Amid all this, at least we have the comfort that the cast is enjoying themselves. Niecy Nash and Nasim Pedrad manage to sell a scene that sounds like a disaster on paper, and Emma Roberts positively shines as a repulsive person. Don’t worry, she’s fine; the show’s other tension is in the conflict between its bitches-get-comeuppance horror-story setup and the fact that it adores Chanel. (It enjoys most of its KKT sisters, in descending order of bitchiness—Roberts, Lea Michele, and Billie Lourd at least make it worth the investment—but Chanel is the jewel in their crown.) She gets a remarkably sympathetic framing when she’s arrested, and a slo-mo walkout from jail that was perhaps meant to be a triumph, though it’s more likely just meant to be a gif-friendly moment of stylishness that requires no context (you’re welcome, Tumblr), performed around a plot so thin it snaps at practically every commercial break.

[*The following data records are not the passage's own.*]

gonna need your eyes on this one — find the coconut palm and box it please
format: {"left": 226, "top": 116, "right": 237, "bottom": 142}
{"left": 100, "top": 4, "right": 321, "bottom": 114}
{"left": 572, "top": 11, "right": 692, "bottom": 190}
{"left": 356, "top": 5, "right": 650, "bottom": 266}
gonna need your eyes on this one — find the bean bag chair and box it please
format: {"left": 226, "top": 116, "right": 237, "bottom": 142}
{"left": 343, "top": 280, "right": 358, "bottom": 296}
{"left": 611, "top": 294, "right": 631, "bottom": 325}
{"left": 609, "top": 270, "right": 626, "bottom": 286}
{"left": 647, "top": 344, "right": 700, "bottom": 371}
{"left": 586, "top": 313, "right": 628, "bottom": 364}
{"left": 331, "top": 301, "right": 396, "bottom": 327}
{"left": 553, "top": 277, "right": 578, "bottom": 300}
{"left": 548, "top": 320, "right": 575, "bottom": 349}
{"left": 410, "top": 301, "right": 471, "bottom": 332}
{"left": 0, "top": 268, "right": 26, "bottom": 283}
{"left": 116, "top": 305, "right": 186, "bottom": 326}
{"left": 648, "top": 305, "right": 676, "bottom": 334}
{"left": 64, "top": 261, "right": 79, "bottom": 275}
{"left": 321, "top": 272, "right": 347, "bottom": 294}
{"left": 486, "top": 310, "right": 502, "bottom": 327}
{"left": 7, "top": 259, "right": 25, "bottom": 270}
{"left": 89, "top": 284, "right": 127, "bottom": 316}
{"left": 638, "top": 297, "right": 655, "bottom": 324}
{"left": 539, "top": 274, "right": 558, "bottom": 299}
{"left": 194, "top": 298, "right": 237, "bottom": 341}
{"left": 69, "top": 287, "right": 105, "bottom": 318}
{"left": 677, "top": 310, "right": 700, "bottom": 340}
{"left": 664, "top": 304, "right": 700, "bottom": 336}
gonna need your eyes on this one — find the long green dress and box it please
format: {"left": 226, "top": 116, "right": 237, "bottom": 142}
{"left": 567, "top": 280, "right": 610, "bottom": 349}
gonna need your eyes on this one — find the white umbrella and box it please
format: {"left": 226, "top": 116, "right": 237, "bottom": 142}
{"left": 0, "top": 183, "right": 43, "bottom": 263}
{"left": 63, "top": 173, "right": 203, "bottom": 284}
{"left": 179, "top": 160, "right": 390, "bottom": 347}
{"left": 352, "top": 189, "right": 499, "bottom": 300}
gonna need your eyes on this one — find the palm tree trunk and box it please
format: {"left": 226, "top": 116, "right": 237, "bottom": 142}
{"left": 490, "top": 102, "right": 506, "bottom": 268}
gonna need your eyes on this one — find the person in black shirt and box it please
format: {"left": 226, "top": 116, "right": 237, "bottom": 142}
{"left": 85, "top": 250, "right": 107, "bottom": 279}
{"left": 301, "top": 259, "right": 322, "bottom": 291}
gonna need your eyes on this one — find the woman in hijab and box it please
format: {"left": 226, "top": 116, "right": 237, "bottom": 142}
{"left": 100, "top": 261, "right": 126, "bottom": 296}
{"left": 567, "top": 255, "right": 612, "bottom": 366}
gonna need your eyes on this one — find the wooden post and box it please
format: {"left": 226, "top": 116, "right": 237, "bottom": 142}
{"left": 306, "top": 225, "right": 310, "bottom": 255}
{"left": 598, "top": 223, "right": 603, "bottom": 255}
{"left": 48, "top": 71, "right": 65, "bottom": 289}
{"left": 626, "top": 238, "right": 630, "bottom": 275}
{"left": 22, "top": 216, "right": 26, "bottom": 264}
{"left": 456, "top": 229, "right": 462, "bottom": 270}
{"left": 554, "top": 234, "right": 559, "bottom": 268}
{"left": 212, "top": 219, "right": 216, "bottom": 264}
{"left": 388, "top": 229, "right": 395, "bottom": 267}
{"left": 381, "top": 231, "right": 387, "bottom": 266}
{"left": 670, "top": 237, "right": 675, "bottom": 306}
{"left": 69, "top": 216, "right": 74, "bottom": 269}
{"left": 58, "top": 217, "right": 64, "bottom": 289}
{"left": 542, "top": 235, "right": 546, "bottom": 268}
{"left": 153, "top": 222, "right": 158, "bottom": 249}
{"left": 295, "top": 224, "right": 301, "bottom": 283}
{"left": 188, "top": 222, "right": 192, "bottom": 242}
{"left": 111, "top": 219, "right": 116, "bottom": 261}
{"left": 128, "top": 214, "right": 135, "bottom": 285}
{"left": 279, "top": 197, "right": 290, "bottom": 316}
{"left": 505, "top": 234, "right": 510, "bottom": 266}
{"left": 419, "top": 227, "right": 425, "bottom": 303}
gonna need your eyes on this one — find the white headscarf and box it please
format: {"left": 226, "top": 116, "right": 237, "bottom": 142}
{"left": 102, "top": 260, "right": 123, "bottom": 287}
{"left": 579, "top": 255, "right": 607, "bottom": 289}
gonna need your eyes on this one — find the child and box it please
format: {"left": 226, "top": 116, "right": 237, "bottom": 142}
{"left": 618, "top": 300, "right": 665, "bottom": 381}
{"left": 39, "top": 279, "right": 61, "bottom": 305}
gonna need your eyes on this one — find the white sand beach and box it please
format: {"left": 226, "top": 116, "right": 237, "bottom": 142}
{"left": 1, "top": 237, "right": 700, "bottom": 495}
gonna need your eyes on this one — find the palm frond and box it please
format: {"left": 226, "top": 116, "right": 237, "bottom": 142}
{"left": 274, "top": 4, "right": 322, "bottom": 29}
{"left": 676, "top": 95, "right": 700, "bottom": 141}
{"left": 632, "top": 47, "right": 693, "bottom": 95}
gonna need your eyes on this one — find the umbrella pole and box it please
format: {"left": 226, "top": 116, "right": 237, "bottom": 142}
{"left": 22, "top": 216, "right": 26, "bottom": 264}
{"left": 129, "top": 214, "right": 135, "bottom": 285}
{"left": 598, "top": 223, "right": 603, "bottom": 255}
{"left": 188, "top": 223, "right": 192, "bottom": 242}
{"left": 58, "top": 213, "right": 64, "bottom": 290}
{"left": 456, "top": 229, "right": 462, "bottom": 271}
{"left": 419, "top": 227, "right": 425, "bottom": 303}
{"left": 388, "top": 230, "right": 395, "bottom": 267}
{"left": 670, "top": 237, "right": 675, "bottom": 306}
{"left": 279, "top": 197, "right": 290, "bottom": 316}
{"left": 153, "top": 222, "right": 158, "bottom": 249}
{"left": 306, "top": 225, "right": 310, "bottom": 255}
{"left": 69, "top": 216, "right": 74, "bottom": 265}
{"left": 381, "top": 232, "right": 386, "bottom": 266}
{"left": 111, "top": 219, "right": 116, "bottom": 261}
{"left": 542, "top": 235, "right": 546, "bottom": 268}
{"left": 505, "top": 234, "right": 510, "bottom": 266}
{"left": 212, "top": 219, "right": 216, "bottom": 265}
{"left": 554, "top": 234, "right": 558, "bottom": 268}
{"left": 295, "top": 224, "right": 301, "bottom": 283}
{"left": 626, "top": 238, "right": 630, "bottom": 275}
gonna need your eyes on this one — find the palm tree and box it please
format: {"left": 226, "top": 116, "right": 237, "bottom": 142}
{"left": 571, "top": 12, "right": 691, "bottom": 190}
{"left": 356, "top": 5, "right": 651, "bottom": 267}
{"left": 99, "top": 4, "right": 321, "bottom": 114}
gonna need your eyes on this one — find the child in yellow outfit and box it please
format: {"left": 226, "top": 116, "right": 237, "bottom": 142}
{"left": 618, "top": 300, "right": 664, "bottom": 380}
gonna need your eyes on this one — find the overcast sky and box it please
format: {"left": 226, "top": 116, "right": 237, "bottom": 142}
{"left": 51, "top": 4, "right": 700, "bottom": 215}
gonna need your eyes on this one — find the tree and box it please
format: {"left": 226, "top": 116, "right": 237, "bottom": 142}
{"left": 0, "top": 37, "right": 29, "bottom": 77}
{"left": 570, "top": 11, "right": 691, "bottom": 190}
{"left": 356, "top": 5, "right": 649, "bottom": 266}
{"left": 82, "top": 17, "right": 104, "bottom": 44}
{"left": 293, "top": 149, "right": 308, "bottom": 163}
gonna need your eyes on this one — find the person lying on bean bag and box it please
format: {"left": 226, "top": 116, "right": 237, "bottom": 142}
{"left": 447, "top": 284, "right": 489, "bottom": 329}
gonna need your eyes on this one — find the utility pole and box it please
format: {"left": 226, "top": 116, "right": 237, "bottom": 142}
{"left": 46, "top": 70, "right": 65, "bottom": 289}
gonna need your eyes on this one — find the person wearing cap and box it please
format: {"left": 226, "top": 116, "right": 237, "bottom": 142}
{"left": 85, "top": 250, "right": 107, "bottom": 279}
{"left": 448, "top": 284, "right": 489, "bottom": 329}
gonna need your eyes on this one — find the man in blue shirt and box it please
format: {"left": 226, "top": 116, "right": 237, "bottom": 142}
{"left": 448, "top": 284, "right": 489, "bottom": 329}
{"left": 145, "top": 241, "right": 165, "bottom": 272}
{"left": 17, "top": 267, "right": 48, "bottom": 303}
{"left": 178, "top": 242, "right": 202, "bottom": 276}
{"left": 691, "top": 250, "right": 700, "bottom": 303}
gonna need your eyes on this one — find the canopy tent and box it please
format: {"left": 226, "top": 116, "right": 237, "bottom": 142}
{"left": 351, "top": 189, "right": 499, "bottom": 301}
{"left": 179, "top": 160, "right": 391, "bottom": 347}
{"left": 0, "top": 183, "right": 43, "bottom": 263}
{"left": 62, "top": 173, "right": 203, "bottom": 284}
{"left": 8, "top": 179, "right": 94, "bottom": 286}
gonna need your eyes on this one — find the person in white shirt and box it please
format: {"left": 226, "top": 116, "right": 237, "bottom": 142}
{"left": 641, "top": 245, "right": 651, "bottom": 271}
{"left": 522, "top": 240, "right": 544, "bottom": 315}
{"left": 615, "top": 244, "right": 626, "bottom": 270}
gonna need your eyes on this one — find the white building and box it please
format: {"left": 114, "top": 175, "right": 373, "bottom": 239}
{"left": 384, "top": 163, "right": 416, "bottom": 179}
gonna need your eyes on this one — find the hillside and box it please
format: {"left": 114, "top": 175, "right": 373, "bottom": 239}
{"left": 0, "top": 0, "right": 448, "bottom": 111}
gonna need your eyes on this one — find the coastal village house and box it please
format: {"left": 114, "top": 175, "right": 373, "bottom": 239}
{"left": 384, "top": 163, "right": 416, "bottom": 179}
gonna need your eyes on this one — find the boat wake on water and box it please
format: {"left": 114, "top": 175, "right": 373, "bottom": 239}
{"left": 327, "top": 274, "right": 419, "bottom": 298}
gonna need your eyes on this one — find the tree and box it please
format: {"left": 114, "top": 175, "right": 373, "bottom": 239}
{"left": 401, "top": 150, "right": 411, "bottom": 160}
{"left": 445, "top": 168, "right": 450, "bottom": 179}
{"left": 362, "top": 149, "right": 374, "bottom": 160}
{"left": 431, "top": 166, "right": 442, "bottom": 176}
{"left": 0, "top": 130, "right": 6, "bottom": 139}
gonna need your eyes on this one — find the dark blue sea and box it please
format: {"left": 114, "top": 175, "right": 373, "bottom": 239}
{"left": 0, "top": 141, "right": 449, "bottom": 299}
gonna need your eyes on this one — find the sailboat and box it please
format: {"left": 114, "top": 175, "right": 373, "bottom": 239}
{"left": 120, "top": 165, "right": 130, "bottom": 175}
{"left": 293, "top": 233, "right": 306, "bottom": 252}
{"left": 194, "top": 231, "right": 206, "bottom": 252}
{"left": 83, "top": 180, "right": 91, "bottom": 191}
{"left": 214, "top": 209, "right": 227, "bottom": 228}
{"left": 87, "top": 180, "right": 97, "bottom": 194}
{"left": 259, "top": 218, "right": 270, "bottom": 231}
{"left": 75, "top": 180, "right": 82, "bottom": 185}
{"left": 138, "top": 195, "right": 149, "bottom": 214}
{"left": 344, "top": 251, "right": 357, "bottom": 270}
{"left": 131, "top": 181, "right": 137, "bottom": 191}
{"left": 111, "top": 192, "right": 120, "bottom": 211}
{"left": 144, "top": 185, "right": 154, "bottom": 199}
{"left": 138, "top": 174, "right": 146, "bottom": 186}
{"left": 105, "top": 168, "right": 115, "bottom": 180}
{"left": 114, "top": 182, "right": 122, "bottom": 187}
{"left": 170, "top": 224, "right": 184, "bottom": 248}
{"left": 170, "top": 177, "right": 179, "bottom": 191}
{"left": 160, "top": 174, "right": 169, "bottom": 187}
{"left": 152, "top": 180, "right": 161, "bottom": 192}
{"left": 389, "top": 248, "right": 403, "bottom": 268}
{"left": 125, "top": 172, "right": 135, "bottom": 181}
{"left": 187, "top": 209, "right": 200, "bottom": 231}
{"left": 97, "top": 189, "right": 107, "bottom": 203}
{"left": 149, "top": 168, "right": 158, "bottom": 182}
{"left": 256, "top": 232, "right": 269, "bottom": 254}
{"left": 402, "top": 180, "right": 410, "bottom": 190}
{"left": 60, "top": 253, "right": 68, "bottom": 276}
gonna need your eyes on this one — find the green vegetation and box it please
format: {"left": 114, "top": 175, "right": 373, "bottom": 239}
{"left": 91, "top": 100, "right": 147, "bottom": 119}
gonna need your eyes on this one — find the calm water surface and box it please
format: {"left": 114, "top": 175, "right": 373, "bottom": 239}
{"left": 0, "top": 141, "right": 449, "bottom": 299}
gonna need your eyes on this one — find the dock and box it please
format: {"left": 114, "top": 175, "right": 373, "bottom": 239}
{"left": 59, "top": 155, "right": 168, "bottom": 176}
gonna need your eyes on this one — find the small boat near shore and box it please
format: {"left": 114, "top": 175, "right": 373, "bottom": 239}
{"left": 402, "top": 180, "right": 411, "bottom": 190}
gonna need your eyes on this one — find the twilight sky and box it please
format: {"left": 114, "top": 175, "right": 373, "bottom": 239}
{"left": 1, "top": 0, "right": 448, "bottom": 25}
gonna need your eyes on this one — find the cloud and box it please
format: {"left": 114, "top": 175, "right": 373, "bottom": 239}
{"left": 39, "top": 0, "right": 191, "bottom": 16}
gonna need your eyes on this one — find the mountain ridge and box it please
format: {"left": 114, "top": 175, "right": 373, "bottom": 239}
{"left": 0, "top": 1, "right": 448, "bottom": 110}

The show cribs from the best; in this episode, it spends quite a bit of time on The Shining and Silence of the Lambs. But both of those became iconic because of their careful craftsmanship and deliberate pacing, neither of which carries over. The episode’s big reveal—that Gigi is in league with the Red Devil—means nothing. Not because I’m only here for a week, but because you wouldn’t care even if you’d been watching religiously. (It’s not a reveal if everybody already knows.) It’s a beat in a show that is following the prescribed genre conventions with if-we-must dutifulness. Its heart, such as it is, is given to the mean-girls machinations of Chanel and crew; the closest it comes to having any life is when the girls of KKT are snapping dark-comedy nonsense at one another (the toenail cookies are eyebrow-raising, but that kitchen scene is the closes to engaging characterization we got all episode). That’s going to be par for the course, I expect; Scream Queens isn’t interested in creating a horror story if it can manufacture some water-cooler camp instead.

Stray observations:

  • “That is such a Mary Todd Lincoln thing to say.”
  • Sometimes you forget the sheer reptilian intensity of Lea Michele’s screen presence; then you sub in on a recap of a Lea Michele show.
  • If anyone wants to update the Conceptual Dictionary entry for “trying too hard,” the “Sluttiest Night of the Year” speech is now available.
  • By the time we reached, “It just happened a few hours ago and I’m still really traumatized,” I couldn’t decide whether this was lampshading the show’s pacing, a horror-trope commentary joke, or just a note about how long it took for Chanel to slo-mo out of jail.
  • Don’t get me started on “This plan involves a lot of circuitous logic.”
  • Of all the reaches and falls of this episode, the party was the saddest. That design is like the fall fair at a gnostic elementary school. And wanting a candle in every jack-o’-lantern is standard Halloween procedure; for less than a thousand lanterns that shouldn’t even register as a demanding request. That was the plot point you had to settle on? Did you hit the budget ceiling manufacturing architectural columns and fake snow?
  • Scream queen of the week: LaToya, for whom I got to step in tonight to experience what was absolutely, undeniably, an episode of television.